Another vital feature of this stylish non-feature is its deadpan, mostly post-synched dialogue and “noise-scape”; again, both are considered components of what the titles tell us is “A SOUND FILM BY R. MASSINGHAM”. Strauss’ famously lyrical waltz goes wonderfully, discordantly awry in the restaurant sequence while a tick-tocking clock plays loudly momentous havoc with our orally ailing Patient’s “inner” patience in the waiting room. The increasingly spooky Dentist’s pleasantries and verbal asides take on a droll, Ealing-school dark absurdist humour, culminating in his pre-drilling comment, “Oooh yes, you beat me in the last green of the Blithington Cup. One of these days you must give me the chance of getting my revenge…”. And the riffs and variations on the generic surgical query about whether or not “this will hurt” are agonisingly well exploited, with a final verbal fadeout line that more-than-tickles.

In what is a beautifully shot and lit celluloid miniature, many of the incidental cutaways prove hard-to-shake from the mind’s eye, especially some fetishistically gleaming macro-close-ups of now-dated, antique dental appliances, such as vice-like mouth-clamps, twirling drill-heads and swirling rinse-out basins. In its most handsomely thrilling sense, Tell Me if it Hurts is sheer torture, as only a Buñuel or, even more culturally pertinent, a Hitchcock might execute it. With Hitchcockian brio, Massingham also includes his own cameo appearance, playing one of the café customers.

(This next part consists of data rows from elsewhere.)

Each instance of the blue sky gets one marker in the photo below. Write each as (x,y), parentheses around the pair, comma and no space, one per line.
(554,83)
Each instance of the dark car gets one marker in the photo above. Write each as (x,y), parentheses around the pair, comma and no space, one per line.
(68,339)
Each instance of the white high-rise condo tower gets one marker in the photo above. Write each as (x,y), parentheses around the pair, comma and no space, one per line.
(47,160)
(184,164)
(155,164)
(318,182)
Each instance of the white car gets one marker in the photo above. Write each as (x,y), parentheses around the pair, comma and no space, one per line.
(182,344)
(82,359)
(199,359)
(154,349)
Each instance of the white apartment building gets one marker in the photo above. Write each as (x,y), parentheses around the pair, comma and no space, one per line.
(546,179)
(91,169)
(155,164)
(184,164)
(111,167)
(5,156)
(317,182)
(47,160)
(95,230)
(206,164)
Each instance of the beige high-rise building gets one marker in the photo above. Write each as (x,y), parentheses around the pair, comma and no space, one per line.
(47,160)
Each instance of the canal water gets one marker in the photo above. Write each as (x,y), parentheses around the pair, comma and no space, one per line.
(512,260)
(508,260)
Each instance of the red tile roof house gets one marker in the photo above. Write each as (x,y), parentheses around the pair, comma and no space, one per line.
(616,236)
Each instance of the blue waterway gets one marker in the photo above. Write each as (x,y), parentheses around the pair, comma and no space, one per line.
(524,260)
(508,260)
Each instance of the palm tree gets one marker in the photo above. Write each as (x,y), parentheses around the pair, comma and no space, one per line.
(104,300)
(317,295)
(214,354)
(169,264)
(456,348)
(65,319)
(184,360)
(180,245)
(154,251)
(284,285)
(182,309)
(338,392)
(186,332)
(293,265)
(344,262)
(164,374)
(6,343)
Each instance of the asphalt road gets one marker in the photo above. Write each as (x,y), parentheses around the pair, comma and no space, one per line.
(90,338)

This propensity to “star” in his observational works, à la Robert Benchley, continues as Massingham, having established a production company, Public Relationship Films, turned out more and more short subjects and instructional films throughout the 1930s, ’40s, and ’50s, sporting titles like The Five Inch Bather (1942), Read any Good Meters Lately? (1947), Jet-Propelled Germs (1948) and Handkerchief Drill (1949). Commissioned by both government agencies and the private sector, this genuine creative spirit persisted in exploring, with good humour and great imaginative flair, the monumental adventures of the mundane, the sometimes larger-than-life “ginormities” of everyday existence. Small wonder that legendary cine-archivist and co-founder of the Cinémathèque Française, Henri Langlois, once described Massingham as “the king of suspense…the greatest technician and the greatest poet of British cinema” (4). Even if Tell Me if it Hurts were the only “proof” to this perhaps overly extravagant praise, the claim could still arguably hold…

Endnotes

  1. James Quandt, “English Lessons”, ArtForum, September 2003
  2. Quandt.
  3. Kieron Webb, “Tell Me If It Hurts”, screenonline.
  4. Quandt.

About The Author

Peter Kemp is a writer, broadcaster and lecturer in cinema studies in the School of Media and Communication, RMIT University.